So what contributes to poor gut health, and why do so many of us suffer from gut problems or issues?
  • A low-fiber, high-sugar, processed, nutrient-poor diet 
  • Overuse of medications that damage things like acid blockers (Prilosec, Nexium, etc.), anti-inflammatory medication (aspirin, Advil, and Aleve), and antibiotics, steroids, and hormones.
  • Undetected gluten intolerance, celiac disease, or low grade food allergies to foods such as dairy, eggs, or corn.
  • Chronic low-grade infections or gut imbalances with overgrowth of bacteria in the small intestine, yeast overgrowth, or parasites
  • Toxins like mercury and mold toxins
  • Lack of adequate digestive enzyme function
  • Stress, which can alter the gut nervous system, cause a leaky gut, and change the normal bacteria in the gut.
Why is healing your gut in particular important?
Healing our gut, can not only prevent us from chronic illness and disease, but will directly decrease the chronic inflammation causing our pain!


So how do we heal our gut?
I highly recommend working with a functional medicine doctor, naturopathic doctor, or very skilled nutritionist to determine which specific gut imbalances you may be suffering from. However, there are some basic steps you can take independently to begin.
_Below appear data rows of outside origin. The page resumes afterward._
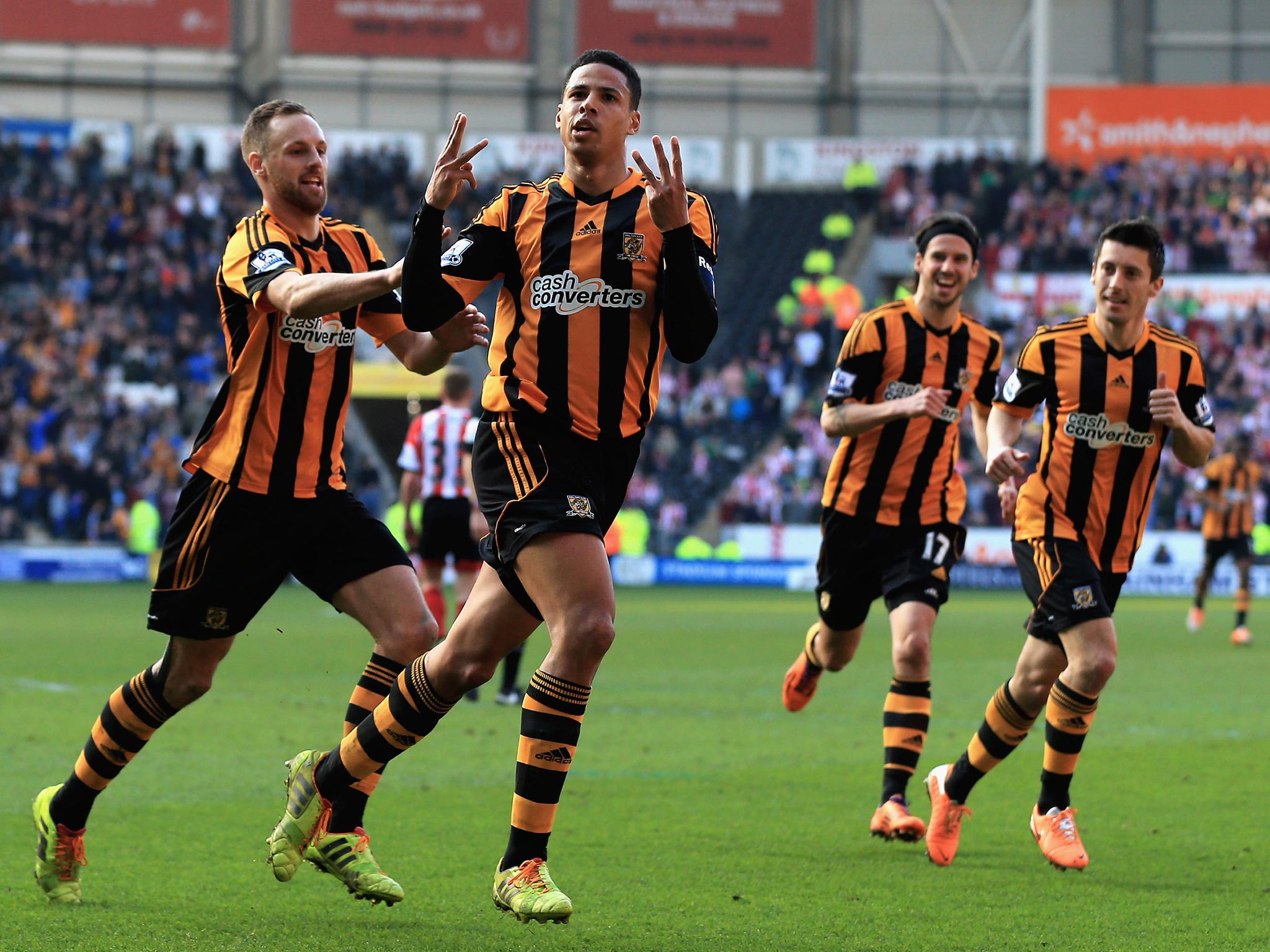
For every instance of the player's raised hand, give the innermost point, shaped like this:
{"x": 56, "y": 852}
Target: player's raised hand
{"x": 1163, "y": 404}
{"x": 667, "y": 195}
{"x": 465, "y": 330}
{"x": 929, "y": 402}
{"x": 454, "y": 167}
{"x": 1006, "y": 464}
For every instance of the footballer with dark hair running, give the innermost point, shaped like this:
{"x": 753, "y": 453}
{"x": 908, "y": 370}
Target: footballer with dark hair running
{"x": 1116, "y": 386}
{"x": 605, "y": 268}
{"x": 893, "y": 496}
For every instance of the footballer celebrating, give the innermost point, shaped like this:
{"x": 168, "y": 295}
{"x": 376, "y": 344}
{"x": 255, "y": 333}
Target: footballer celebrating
{"x": 893, "y": 495}
{"x": 1116, "y": 387}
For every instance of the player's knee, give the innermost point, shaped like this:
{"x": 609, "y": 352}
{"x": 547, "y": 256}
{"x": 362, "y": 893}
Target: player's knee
{"x": 408, "y": 638}
{"x": 912, "y": 653}
{"x": 588, "y": 632}
{"x": 182, "y": 690}
{"x": 1094, "y": 669}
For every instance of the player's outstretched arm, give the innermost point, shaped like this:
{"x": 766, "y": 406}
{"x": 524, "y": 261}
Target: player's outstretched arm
{"x": 429, "y": 353}
{"x": 851, "y": 418}
{"x": 1005, "y": 462}
{"x": 1193, "y": 443}
{"x": 318, "y": 295}
{"x": 689, "y": 305}
{"x": 427, "y": 299}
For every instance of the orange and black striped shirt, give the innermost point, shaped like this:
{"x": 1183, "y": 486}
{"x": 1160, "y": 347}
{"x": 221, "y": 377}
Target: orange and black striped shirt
{"x": 1232, "y": 483}
{"x": 578, "y": 332}
{"x": 905, "y": 472}
{"x": 1100, "y": 448}
{"x": 277, "y": 425}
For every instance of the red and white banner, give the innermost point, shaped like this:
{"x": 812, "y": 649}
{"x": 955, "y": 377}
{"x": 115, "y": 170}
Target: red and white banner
{"x": 1098, "y": 123}
{"x": 1220, "y": 295}
{"x": 470, "y": 30}
{"x": 824, "y": 161}
{"x": 703, "y": 32}
{"x": 197, "y": 23}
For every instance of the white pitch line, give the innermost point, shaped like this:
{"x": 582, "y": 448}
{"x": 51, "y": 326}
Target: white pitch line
{"x": 46, "y": 685}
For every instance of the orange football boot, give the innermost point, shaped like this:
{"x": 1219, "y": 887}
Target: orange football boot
{"x": 892, "y": 821}
{"x": 803, "y": 676}
{"x": 1059, "y": 840}
{"x": 944, "y": 831}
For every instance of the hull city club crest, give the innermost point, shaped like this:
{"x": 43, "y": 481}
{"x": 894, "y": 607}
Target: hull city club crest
{"x": 633, "y": 248}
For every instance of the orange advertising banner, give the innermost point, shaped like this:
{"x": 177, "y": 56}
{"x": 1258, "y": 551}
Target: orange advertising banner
{"x": 1100, "y": 123}
{"x": 195, "y": 23}
{"x": 478, "y": 30}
Some of Mark Hymans tools to heal your gut include ;
  1. Eat whole, unprocessed, unrefined foods.
  2. Make 75% of your plate vegetables and plant-based foods.
  3. Eat good fats.
  4. Add fiber-rich foods.
  5. Avoid sugars & refined carbohydrates
  6. Minimize alcohol & gluten
  7. Get more sleep and reduce stress.
  8. Prioritize exercise.

​Most often, supplements will also be needed to properly restore the balance of our GI tract. Here are some of my favorites from Designs for Health:
1.​GI Revive®
2. ProbioMed™ 50
3. 
Floramyces™

Use code: FIRST15 for a 15% discount with purchase


​Resources :

https://drhyman.com/blog/2010/05/20/is-your-digestive-system-making-you-sick/
https://www.drweil.com/diet-nutrition/anti-inflammatory-diet-pyramid/

*The gut-brain axis (GBA) consists of bidirectional communication between the central and the gut or “enteric” nervous system, linking emotional and cognitive centers of the brain with peripheral intestinal functions.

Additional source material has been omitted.